Geology is the root of Earth science. Academically they were termed "natural philosophers,". The first meaning of the word geology, in the 1700s, was a treatise, a "theory of the Earth". The earlier "geologists" of medieval times were inquisitive, cosmological theologians who treated the Earth by analogy to the body of Christ and paid scant attention to rocks. They produced some erudite discourse and fascinating diagrams, but nothing that we would recognize as science. Today's Gaia hypothesis might be thought of as a New Age version of this long-forgotten worldview.
Geologists are the ones who explored the rocks, mapped the mountains, explained the landscape, discovered the Ice Ages, and laid bare the workings of the continents and the deep Earth. Geologists are the ones who found aquifers, planned mines, advised the extractive industries, and laid straight the road to wealth based on gold, oil, iron, coal, and more. Geologists put the rock record in order, classified the fossils, named the eons and eras of prehistory, and laid out the deep foundation of biological evolution.
About 'Earth Science' and 'Geoscience'
Earth science and geoscience gained currency with newer, more interdisciplinary tasks that build upon the work of geologists. To put it simply, all geologists are Earth scientists, but not all Earth scientists are geologists.

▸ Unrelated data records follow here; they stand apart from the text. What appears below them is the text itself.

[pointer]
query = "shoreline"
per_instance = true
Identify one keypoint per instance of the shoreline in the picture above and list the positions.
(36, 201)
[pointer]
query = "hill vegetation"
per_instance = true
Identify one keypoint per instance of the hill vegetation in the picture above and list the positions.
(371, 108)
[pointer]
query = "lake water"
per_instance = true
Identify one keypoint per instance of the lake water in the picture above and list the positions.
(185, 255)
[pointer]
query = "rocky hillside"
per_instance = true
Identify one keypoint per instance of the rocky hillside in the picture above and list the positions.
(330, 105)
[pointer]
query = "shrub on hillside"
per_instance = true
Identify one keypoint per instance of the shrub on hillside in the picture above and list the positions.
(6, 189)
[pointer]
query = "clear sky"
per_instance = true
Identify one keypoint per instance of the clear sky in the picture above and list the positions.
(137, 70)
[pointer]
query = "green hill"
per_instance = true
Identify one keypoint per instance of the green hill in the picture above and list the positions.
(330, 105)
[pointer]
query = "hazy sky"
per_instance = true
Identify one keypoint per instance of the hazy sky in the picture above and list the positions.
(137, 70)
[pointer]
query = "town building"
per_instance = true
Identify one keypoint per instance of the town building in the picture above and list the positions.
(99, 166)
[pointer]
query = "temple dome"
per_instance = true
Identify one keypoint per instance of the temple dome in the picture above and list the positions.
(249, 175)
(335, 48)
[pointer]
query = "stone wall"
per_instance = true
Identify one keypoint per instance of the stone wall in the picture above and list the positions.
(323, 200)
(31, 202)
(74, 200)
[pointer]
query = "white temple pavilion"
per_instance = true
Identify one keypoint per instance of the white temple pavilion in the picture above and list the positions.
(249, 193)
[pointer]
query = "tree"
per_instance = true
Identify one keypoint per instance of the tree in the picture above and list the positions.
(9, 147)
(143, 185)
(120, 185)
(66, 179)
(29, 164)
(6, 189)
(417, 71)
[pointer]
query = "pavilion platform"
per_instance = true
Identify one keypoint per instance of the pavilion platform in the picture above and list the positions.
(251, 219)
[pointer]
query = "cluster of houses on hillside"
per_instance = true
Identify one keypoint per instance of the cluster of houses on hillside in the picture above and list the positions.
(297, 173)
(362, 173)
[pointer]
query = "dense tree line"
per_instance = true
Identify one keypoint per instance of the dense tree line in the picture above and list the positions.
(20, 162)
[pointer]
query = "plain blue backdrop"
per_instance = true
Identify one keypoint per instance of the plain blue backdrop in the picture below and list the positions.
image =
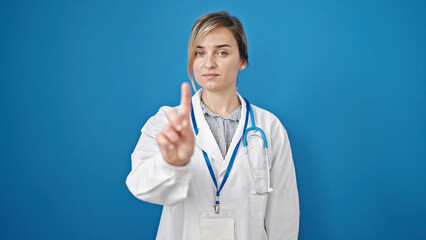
(80, 78)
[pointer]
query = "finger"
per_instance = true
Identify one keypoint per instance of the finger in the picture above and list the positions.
(185, 100)
(174, 120)
(164, 142)
(171, 134)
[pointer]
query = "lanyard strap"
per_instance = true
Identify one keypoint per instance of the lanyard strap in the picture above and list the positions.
(231, 162)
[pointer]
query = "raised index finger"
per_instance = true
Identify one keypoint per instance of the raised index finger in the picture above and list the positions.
(185, 99)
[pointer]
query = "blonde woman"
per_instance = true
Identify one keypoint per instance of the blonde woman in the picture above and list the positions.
(221, 167)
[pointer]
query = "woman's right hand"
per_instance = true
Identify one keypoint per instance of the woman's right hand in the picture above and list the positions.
(176, 141)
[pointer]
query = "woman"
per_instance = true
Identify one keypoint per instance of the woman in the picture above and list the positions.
(193, 162)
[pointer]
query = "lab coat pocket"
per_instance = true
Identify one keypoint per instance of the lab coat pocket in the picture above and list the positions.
(258, 202)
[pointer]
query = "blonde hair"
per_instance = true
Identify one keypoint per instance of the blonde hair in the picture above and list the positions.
(206, 24)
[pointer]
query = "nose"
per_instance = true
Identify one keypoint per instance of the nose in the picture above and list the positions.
(210, 62)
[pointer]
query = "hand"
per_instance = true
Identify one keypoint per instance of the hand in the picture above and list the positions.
(176, 141)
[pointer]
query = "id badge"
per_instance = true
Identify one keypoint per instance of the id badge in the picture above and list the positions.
(217, 229)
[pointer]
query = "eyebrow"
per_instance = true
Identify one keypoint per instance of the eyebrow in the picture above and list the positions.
(218, 46)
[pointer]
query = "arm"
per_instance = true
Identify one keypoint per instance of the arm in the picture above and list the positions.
(282, 213)
(160, 170)
(152, 179)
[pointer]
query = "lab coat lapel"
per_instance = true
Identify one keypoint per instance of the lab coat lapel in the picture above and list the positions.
(205, 139)
(236, 138)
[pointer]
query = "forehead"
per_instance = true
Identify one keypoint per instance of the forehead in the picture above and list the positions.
(218, 36)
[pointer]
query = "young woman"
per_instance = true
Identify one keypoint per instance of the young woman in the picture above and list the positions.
(206, 160)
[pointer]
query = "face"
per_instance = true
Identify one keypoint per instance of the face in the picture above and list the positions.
(217, 61)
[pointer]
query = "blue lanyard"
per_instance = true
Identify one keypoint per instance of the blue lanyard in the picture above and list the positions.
(231, 162)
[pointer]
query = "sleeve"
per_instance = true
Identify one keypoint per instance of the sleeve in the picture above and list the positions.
(282, 213)
(152, 179)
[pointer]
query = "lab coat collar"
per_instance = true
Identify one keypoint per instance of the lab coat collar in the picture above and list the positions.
(205, 139)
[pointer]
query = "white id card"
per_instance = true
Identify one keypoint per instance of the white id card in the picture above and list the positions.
(217, 229)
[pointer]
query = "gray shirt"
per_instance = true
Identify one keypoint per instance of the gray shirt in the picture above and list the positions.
(223, 128)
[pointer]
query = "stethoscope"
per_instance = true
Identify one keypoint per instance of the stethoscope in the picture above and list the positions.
(265, 145)
(253, 127)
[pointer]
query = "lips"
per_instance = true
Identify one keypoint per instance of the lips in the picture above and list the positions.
(210, 75)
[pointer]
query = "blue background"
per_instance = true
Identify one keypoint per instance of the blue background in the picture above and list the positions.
(80, 78)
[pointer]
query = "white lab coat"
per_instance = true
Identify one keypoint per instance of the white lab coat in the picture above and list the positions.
(188, 192)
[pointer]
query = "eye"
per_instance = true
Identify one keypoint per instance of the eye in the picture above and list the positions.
(222, 53)
(199, 54)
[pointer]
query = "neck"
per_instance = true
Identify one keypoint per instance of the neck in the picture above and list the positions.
(221, 103)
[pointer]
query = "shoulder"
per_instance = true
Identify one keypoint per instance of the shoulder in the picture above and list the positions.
(268, 121)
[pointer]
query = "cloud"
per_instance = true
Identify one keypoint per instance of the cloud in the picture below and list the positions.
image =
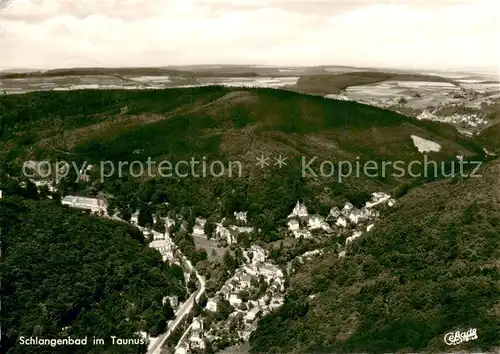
(48, 34)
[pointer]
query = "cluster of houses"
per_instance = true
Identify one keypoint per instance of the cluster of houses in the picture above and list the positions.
(255, 269)
(472, 120)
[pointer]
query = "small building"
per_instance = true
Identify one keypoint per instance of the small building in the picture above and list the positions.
(182, 349)
(276, 303)
(92, 204)
(234, 300)
(300, 211)
(302, 234)
(199, 228)
(293, 225)
(241, 216)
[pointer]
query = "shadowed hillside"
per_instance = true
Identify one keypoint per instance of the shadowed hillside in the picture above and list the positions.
(428, 268)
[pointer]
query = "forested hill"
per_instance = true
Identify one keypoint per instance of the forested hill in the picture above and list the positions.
(429, 268)
(66, 273)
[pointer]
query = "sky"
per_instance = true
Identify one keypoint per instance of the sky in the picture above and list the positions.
(441, 35)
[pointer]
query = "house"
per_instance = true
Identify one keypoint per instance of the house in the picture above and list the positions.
(245, 281)
(334, 214)
(347, 209)
(379, 198)
(241, 216)
(212, 305)
(270, 271)
(259, 254)
(341, 222)
(241, 229)
(182, 349)
(199, 228)
(196, 339)
(354, 236)
(225, 291)
(293, 225)
(302, 234)
(300, 211)
(197, 324)
(93, 204)
(234, 300)
(276, 303)
(173, 300)
(318, 222)
(224, 233)
(134, 219)
(252, 314)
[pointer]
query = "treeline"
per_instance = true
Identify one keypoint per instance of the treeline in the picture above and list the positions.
(428, 268)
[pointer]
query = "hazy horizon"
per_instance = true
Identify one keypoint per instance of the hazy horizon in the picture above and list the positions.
(412, 35)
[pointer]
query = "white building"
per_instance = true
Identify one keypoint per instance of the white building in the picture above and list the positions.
(241, 216)
(212, 305)
(341, 221)
(354, 236)
(93, 204)
(276, 303)
(300, 211)
(234, 300)
(318, 222)
(302, 234)
(252, 314)
(293, 225)
(245, 281)
(199, 228)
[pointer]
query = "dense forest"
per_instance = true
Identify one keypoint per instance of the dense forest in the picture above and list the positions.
(219, 124)
(428, 268)
(405, 284)
(65, 273)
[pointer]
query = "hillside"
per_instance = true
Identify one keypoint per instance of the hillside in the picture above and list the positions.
(428, 268)
(335, 84)
(227, 125)
(65, 273)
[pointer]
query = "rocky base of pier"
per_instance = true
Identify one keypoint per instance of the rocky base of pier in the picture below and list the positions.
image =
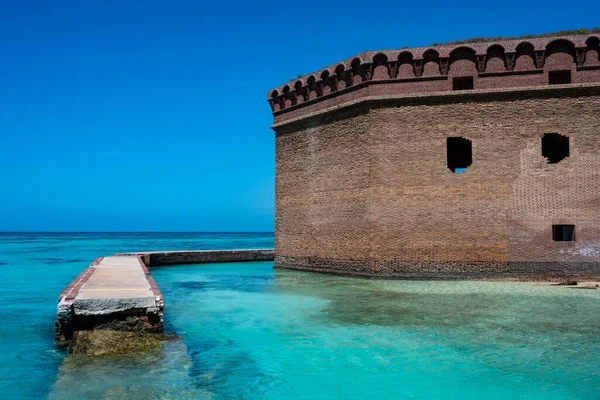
(107, 342)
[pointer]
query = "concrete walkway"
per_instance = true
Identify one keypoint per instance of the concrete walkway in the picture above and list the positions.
(111, 288)
(118, 283)
(118, 291)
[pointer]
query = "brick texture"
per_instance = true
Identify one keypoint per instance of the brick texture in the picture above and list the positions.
(365, 189)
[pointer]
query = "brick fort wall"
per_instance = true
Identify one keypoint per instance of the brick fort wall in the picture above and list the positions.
(363, 185)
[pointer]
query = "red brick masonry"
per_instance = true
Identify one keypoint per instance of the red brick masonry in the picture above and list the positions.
(362, 181)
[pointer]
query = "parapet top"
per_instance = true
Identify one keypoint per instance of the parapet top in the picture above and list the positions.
(423, 63)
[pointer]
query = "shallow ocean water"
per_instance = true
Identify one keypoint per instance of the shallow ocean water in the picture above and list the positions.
(251, 332)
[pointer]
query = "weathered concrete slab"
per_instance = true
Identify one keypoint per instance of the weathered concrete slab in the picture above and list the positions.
(111, 288)
(118, 292)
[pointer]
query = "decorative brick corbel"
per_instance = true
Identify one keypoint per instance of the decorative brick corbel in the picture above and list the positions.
(349, 77)
(293, 97)
(319, 88)
(393, 69)
(333, 80)
(367, 70)
(418, 67)
(444, 64)
(510, 61)
(580, 55)
(539, 58)
(481, 62)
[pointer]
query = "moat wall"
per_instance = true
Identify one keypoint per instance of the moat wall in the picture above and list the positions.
(367, 190)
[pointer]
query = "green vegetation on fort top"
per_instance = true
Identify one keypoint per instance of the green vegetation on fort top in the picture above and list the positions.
(583, 31)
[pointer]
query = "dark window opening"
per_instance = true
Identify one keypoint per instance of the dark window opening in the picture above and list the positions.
(463, 83)
(460, 155)
(559, 77)
(555, 147)
(563, 233)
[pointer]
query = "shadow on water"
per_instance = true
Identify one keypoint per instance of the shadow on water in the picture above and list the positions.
(154, 375)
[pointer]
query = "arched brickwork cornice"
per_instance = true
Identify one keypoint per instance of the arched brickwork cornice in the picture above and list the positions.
(496, 59)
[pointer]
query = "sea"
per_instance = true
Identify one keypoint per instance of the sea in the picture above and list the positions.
(248, 331)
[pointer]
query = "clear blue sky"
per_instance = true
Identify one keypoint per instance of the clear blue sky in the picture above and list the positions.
(151, 115)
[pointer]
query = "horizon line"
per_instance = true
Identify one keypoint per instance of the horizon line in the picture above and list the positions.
(1, 232)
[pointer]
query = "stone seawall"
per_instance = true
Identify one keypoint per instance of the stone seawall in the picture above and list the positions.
(458, 270)
(163, 258)
(114, 305)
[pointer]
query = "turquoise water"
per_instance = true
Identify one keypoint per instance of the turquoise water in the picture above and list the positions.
(250, 332)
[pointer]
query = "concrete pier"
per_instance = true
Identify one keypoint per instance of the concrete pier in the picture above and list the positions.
(117, 292)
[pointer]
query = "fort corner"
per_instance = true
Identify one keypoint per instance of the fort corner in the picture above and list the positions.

Today, an Earth science or geoscience degree entails a much wider realm of subjects than a traditional geology degree. It studies all of Earth's dynamic processes, so typical coursework may include oceanography, paleoclimatology, meteorology, and hydrology as well as normal "traditional" geology courses like mineralogy, geomorphology, petrology, and stratigraphy.
Maybe it's all just a matter of language. "Earth science" and "geoscience" are as straightforward in English as "geology" is in scientific Greek.